Retro provides target groups fanciless repeated plots. - The format
Depending on the target media, e,g, print, radio, film or Internet, the plots are differently offered. A new novel is planned like the rollout of a product – after publication, the book is discussed on the radio and the television, and reviews are launched in the relevant magazines and eventually sold to the highest bidder for further exploitation. What counts is the signal effect of the original title. Good examples of this kind of marketing are Perfume by Patrick Süskind or The Little Prince by Antoine St. Exupéry, which have already completed their rounds in various formats. The actual story doesn’t change – just the format.
Retro often provides the target group fanciless repeated formats. - The theme
The Zeitgeist brings different subjects to the fore, which, if successful, will be repeated by many – the psyche at the beginning of the twentieth century, totalitarianism after the Second World War or the GDR after German reunification. Today, scientific findings in psychology are used in television series such as Lie to me or Leverage to attract viewers with insights into non-verbal communication. The attraction lies in new insights that could be used in everyday life.

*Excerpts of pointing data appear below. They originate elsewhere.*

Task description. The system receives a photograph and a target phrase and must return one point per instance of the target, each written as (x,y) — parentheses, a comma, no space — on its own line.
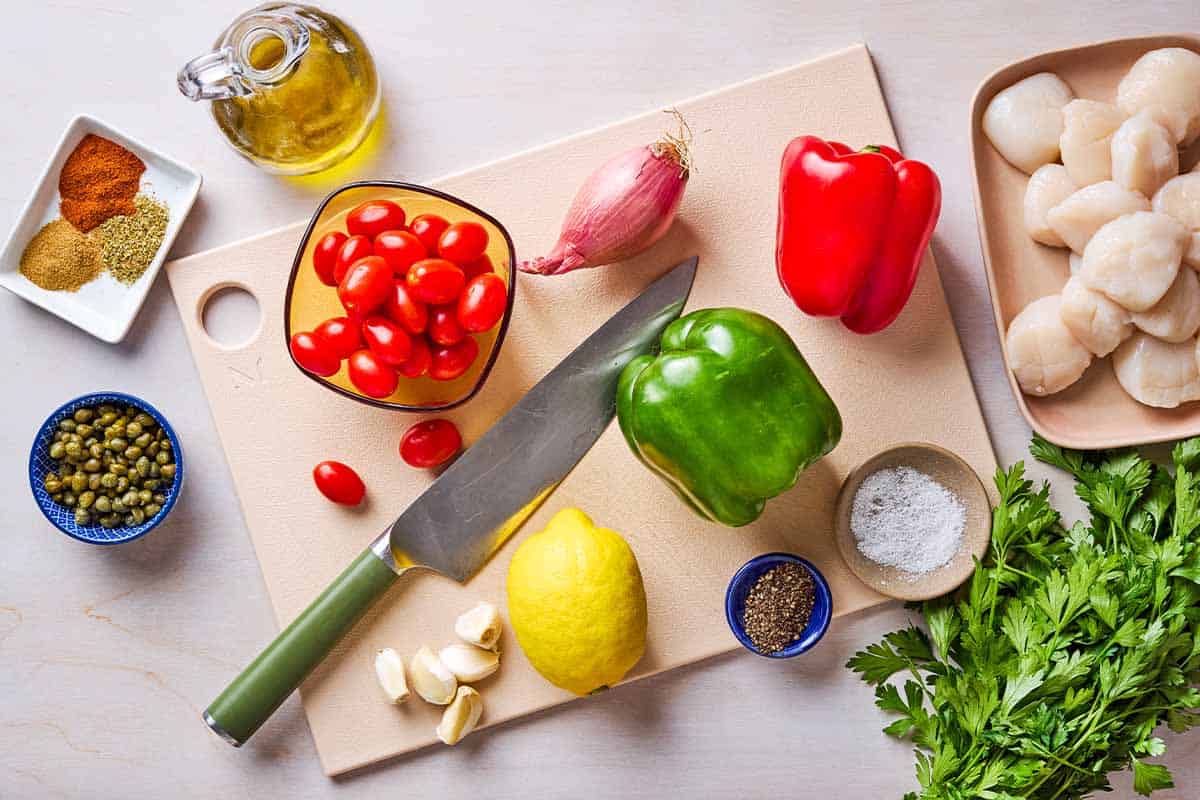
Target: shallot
(623,208)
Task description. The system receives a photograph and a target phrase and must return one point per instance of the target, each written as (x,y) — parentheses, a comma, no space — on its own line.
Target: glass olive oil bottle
(293,88)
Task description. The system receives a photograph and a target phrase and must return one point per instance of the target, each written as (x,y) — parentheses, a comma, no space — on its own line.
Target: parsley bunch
(1054,666)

Retro often provides the target group fanciless repeated topics. - The protagonists
The introduced actors are the supporting pillars of a work – e.g. religious characters in the visual arts; mythology in music; contemporary people in stories. Honoré de Balzac with his human comedy showed the French society of the 19th century. Jules Verne had his courageous researchers who broke the boundaries of the world. Gabriel Garcia Marquez wrapped the South American reality in magic. Heinrich Boell provided a picture of the FRG during the economic upswing. Today’s protagonists are the same again and again: the crazy scientist; the spiritualized commissioner; the punk investigator. Seldom new personalities emerge, as in the book The reader by Bernhard Schlink.

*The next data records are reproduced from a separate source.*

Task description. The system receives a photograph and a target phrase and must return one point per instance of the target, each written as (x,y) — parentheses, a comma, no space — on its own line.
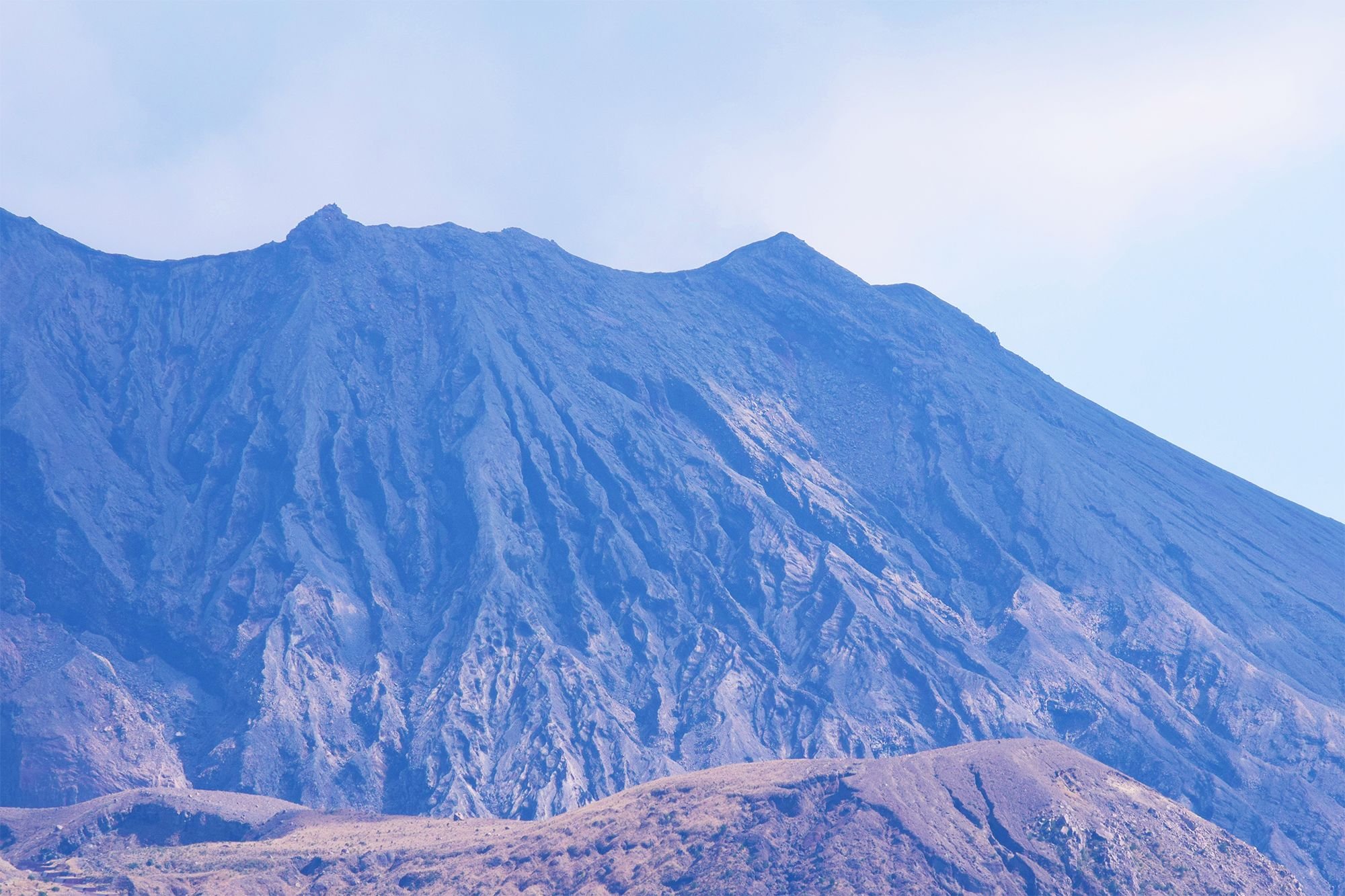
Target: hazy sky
(1143,200)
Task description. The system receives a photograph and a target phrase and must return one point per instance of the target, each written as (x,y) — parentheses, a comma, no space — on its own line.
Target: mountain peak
(325,221)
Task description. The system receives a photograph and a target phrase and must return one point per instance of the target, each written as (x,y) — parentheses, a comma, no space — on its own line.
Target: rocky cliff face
(439,521)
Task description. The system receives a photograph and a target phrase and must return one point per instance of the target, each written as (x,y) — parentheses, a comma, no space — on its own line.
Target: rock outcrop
(440,521)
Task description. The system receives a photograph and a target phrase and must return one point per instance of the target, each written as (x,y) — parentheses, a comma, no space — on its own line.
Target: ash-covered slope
(997,817)
(443,521)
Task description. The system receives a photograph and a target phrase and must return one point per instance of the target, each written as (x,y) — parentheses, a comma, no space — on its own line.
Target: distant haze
(1143,200)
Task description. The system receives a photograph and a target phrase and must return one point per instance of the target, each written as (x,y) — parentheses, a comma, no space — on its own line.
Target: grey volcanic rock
(439,521)
(997,817)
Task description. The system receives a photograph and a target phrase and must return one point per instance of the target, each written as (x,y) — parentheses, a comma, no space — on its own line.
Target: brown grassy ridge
(1007,817)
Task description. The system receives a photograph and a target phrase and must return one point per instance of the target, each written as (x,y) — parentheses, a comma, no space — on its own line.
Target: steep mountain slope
(1004,817)
(443,521)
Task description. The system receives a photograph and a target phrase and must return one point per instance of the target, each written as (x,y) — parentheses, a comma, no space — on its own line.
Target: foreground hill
(1007,817)
(438,521)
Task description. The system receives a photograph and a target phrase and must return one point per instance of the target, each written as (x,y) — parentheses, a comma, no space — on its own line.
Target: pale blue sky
(1143,200)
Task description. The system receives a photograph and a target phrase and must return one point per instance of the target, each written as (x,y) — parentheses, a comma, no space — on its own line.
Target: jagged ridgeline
(440,521)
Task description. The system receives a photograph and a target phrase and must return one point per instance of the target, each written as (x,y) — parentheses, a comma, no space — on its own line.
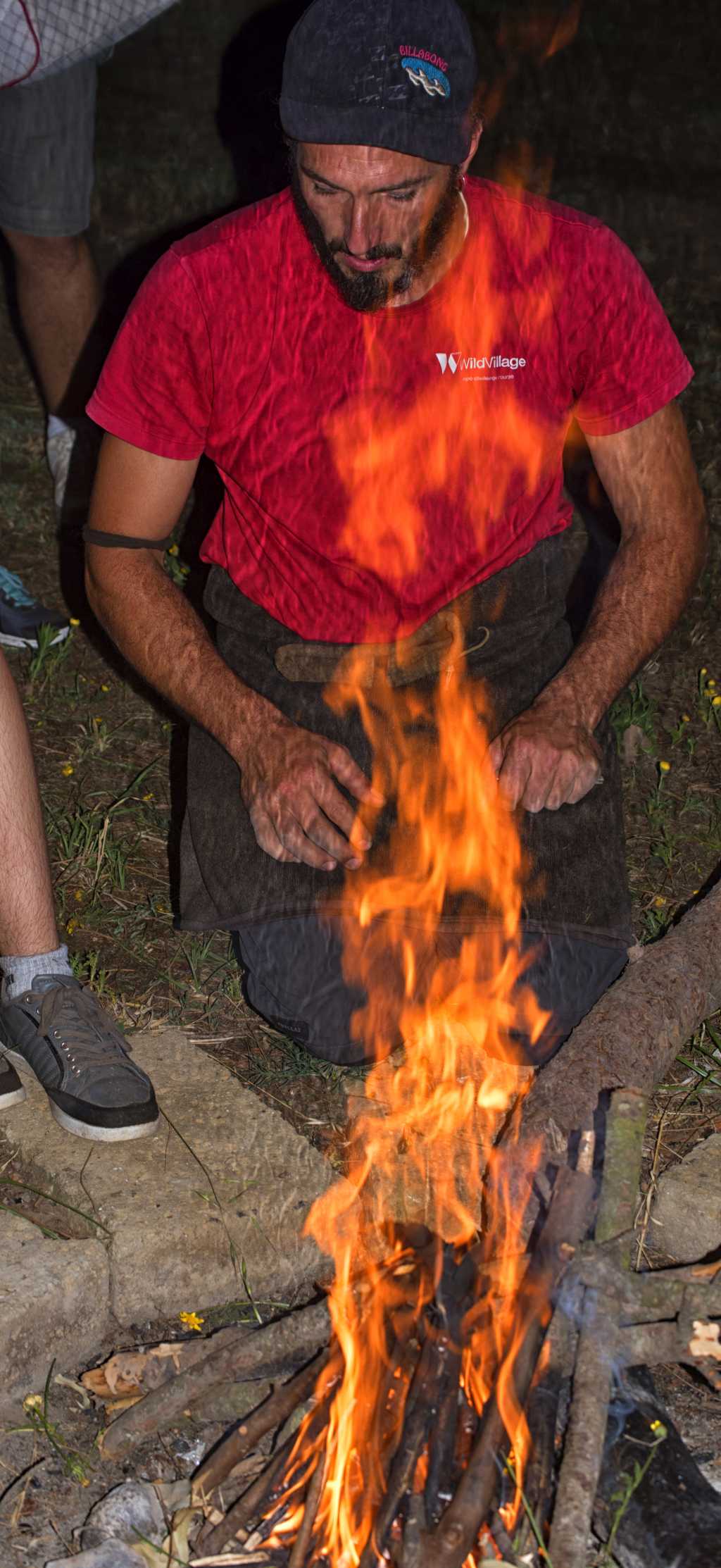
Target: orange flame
(424,1150)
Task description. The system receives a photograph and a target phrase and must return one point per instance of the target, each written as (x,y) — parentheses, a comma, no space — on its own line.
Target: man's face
(378,220)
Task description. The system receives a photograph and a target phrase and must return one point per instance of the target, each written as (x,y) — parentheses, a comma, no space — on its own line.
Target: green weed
(627,1486)
(37,1410)
(635,708)
(47,659)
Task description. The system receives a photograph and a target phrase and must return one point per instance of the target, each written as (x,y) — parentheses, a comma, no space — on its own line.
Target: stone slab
(225,1178)
(54,1307)
(687,1209)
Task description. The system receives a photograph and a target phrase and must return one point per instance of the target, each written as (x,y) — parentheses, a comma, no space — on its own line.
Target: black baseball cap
(397,74)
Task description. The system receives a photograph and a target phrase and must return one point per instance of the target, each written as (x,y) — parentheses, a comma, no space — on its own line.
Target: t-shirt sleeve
(156,386)
(626,361)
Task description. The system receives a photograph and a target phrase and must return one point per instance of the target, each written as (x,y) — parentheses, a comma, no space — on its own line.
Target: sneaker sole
(32,642)
(85,1129)
(13,1100)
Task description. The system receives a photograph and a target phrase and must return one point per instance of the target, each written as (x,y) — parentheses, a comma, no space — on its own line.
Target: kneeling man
(387,339)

Retro often provides the target group fanciless repeated protagonists. - The Songs
With the spread of records, the twentieth century became the age of popularized music. Whereas in the past music required musicians, music can be reproduced and enjoyed at any time of the day or night through the canning of records and today’s Internet. In addition, the countless radio broadcasts and films require a continuous flow of new compositions. Certain styles are reused. The fate of the new musicians is to sound like Led Zeppelin or Adele. And at the same time old pieces are re-staged as covers, at best interpreted in a new way. It is possible that music has reached its limits and new harmonies are no longer possible without repeating existing melodies.
Retro often provides the target group fanciless repeated compositions. - The design
Designed packaging is in the economy an important element of marketing. The customers accept an offer, if the packaging appeals to them – the performing arts use for this purpose a special stage; the visual arts the spectacular exhibition space; music and books the book cover. Part of the design is the attractive title that triggers the first buying impulse – The secret; What everyone needs to know; Passive income for everybody. The advertising poster, the flap text and the trailer are further components of the packaging that suggest certain quality criteria with their design and sometimes promise more than they can keep. The actual content takes a back seat – the design determines the business.

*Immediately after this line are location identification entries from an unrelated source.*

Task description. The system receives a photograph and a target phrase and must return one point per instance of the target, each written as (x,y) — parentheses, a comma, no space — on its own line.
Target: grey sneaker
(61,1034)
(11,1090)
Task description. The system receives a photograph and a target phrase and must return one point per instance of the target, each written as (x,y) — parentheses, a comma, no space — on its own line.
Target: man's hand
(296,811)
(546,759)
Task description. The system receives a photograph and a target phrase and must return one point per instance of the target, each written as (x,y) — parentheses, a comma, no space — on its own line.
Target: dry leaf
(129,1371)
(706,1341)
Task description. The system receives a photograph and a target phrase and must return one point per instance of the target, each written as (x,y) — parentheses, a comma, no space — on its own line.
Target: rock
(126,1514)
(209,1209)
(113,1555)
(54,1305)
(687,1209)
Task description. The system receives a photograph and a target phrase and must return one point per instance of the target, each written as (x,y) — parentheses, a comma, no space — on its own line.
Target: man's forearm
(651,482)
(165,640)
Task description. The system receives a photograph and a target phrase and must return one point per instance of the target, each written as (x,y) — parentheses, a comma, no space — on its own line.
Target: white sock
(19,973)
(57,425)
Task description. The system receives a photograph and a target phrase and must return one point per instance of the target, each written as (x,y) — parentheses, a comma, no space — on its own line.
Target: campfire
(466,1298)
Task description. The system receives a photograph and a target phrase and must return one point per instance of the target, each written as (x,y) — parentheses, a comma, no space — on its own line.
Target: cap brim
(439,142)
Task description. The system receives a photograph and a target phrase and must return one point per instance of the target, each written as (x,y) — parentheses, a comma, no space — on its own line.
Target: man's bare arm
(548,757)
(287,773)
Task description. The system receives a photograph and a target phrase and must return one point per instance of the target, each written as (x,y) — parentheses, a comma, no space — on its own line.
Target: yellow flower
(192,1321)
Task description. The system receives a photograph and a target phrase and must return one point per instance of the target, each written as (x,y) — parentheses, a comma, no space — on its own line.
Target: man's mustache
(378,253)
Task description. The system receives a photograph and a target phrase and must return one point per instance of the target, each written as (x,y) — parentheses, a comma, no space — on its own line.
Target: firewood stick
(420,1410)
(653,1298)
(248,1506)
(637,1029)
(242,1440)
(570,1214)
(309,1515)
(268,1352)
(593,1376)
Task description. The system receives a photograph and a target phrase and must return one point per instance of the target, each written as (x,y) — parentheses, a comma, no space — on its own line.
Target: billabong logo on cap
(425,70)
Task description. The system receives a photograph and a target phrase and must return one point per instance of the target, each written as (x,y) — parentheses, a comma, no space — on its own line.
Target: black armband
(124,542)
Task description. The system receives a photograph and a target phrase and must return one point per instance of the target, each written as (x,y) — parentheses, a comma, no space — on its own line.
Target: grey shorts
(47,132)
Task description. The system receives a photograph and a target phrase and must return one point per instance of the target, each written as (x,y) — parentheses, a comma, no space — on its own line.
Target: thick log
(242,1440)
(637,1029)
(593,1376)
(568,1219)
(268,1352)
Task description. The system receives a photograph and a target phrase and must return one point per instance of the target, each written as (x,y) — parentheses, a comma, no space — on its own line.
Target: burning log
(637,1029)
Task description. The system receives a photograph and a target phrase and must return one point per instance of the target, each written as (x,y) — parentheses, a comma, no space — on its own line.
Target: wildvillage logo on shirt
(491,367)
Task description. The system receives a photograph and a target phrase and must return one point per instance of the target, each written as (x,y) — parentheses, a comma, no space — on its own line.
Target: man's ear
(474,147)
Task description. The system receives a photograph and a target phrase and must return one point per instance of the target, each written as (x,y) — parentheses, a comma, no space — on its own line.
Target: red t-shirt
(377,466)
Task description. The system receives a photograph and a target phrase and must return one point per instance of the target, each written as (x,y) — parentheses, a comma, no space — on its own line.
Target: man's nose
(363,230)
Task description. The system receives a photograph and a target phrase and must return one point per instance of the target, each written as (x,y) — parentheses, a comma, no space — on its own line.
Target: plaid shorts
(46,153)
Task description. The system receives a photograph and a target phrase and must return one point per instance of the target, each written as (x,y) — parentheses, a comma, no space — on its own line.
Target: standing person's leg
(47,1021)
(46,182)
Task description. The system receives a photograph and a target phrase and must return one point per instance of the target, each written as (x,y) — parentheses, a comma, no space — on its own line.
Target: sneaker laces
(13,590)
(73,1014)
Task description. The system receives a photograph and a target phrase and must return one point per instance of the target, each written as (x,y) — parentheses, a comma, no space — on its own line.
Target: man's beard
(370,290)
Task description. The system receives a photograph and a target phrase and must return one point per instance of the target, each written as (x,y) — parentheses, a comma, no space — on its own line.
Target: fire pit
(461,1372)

Retro often provides the target group fanciless repeated designs.
Bottom line: The countless remakes in cinema and TV, the endless repetitions of quiz formats, the new cover bands and the adoption of classical themes in computer games enable the industrial exploitation of cultural brands. The fanciless reuse of old plots, formats, themes, protagonists, pieces of music and designs flood the sales areas with a look backwards. The approach of packing old things into new vessels and selling them shifts creativity from content to form and prevents that way that new things appear. Therefore retro stands for fanciless reuse.